Stadio dopo stadio però, Ivan sviluppa un'innata passione per qualsiasi cosa si avvicini a un impianto sportivo: che sia l'Emirates Stadium o il Kingsmeadow di Wimbledon, lui deve essere lì. È cosi che inizia a girare l'Inghilterra e la Scozia con il solo obiettivo di visitare tutti gli stadi del Regno Unito. La sua giornata tipo? Partenza in treno a una determinata ora, arrivo nella città prestabilita, visita dello stadio, ancora treno verso un'altra città, visita dello stadio e poi di nuovo il treno verso casa.

La passione per il calcio d'Oltremanica - ci racconta Ivan - è una cosa che ti prende dentro e ti avvolge completamente.

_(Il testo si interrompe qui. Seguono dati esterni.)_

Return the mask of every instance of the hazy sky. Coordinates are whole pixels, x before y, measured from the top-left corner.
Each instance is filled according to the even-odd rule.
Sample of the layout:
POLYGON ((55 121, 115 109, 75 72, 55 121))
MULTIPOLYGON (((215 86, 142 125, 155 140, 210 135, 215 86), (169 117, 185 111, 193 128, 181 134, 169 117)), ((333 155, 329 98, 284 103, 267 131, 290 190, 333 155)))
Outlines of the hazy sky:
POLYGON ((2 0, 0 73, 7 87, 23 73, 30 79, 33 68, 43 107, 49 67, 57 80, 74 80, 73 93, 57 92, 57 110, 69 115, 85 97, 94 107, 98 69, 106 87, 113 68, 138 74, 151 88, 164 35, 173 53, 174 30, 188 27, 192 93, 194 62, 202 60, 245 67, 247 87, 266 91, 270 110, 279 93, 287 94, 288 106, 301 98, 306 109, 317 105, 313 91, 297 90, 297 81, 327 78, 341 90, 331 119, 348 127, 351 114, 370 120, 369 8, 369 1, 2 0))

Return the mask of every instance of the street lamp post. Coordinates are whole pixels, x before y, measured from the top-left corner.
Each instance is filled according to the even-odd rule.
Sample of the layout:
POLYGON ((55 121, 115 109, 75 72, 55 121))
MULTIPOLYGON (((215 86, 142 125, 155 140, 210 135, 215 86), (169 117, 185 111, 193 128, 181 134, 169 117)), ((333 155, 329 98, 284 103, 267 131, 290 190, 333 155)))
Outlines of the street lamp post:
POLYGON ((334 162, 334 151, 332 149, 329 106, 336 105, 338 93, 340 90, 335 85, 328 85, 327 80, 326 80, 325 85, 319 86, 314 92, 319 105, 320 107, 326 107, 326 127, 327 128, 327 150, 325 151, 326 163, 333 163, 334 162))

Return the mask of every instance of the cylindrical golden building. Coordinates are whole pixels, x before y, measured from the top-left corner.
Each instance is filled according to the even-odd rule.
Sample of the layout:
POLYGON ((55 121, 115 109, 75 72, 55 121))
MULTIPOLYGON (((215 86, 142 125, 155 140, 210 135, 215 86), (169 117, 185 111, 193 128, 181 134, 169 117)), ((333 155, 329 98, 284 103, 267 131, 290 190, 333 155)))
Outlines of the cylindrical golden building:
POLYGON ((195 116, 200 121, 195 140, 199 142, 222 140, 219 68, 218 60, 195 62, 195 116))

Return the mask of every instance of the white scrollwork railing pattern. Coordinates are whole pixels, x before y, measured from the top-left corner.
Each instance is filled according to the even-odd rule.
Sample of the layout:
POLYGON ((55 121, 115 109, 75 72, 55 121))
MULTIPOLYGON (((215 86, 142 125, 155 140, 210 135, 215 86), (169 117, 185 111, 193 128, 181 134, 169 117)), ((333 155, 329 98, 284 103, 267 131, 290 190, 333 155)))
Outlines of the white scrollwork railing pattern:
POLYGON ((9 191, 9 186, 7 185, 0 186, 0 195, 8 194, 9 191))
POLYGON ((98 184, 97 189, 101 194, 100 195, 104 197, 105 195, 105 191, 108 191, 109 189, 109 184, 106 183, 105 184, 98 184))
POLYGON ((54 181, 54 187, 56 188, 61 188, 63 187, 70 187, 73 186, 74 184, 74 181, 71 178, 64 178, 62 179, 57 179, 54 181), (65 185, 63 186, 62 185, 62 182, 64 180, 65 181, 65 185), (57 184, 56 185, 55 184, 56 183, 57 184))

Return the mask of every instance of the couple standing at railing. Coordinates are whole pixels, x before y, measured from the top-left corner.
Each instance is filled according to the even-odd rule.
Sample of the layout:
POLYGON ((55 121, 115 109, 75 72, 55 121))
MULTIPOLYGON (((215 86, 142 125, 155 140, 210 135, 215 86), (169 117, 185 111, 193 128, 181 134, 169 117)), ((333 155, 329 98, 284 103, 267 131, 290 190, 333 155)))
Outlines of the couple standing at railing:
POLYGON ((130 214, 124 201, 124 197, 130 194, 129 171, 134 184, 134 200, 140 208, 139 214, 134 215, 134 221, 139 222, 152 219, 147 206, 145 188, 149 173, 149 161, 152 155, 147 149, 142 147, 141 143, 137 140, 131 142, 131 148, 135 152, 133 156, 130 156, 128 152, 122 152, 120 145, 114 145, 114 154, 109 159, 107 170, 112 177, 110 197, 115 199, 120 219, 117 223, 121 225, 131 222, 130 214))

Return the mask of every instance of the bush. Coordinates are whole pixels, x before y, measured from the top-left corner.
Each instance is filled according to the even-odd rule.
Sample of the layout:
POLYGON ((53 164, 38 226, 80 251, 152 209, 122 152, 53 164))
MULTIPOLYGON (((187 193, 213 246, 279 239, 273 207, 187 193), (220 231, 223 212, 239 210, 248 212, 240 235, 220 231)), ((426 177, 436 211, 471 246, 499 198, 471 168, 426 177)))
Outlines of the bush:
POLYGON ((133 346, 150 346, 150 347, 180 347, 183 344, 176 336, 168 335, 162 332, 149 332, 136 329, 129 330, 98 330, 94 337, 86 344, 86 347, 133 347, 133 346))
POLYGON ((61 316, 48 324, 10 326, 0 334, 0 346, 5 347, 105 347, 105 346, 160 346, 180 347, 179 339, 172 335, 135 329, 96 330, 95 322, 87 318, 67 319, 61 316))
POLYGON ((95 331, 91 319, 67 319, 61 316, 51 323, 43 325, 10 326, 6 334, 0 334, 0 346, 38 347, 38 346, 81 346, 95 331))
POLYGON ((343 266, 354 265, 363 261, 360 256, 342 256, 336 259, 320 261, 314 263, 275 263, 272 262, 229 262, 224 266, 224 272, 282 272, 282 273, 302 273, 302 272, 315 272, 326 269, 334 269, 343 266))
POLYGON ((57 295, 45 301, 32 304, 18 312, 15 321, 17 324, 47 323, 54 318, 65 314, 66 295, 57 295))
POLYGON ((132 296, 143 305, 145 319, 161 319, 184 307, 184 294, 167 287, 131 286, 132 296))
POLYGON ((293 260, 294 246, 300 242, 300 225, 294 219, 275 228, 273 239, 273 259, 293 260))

Sono ancora giovanissimo e ho già visitato oltre 100 stadi. Credo di avere abbastanza tempo e voglia per poterli vedere tutti, il mio obiettivo minimo è arrivare a quota 300. Al termine di questa mia grande avventura scriverò un libro per raccontare la mia esperienza, per spiegare cosa mi ha regalato e chissà, magari farò appassionare tanti altri giovani ragazzi come me. 

Avete letto bene. Già 100 stadi visitati, dal nord della Scozia al sud dell'Inghilterra. E Ivan non intende fermarsi. La sua è una passione totale che lo porta spesso ad assistere dal vivo alle partite e visitare, quando capita, anche i campi di allenamento delle società. Il suo viaggio, per quanto già ricco di aneddoti, è solo all'inizio.